Buitenlandse excursie of reis voor raadsleden (modelverordeningen VNG en IPO): De gemeenteraad kan een raadscommissie (of een delegatie daaruit) toestemming verlenen voor een excursie of reis naar het buitenland. Die excursie/reis moet zijn georganiseerd door of vanwege de gemeente. De in redelijkheid gemaakte reis- en verblijfkosten komen voor rekening van de gemeente.
De gemeenteraad kan aan deze toestemming voorwaarden verbinden.
Aan raadsleden worden rechtspositionele voorzieningen, vergoedingen en andere verstrekkingen geboden die een goed functioneren van de volksvertegenwoordigers mogelijk maken.

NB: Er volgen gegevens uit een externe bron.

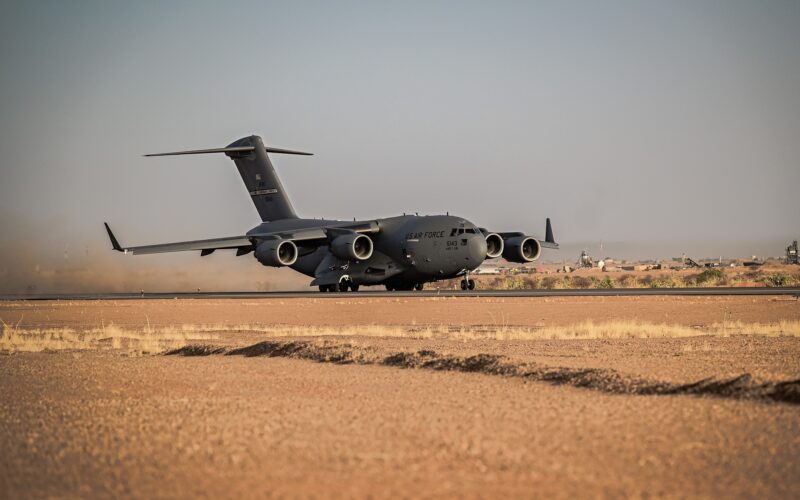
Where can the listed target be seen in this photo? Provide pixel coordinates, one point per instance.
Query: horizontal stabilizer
(236, 149)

Wat betreft de uitwerking van de principes van dit stelsel zou kunnen worden aangesloten bij de werk- wijze in het Voorzieningenbesluit dat geldt voor ministers en staatssecretarissen:
Uitgangspunt is hier dat zo weinig mogelijk uitgaven door de volksvertegenwoordiger zelf worden gedaan via zijn of haar privérekening. Geldstromen tussen de rekening van het bestuursorgaan en de persoonlijke rekening van de volksvertegenwoordiger maken een zwaardere controle op de uitgaven noodzakelijk.
Het (burger)raadslid zal zich uiteraard nauwgezet moeten houden aan de regels en procedures die er met het oog hierop voor hem/haar gelden.
Stelregel is dat privégebruik van gemeentelijke voorzieningen niet is toegestaan. Wel hebben organisaties mogelijk een specifieke regeling die privégebruik van bedrijfsmiddelen reguleert, zoals privégebruik van mobiele devices (mobiele communicatiemiddelen).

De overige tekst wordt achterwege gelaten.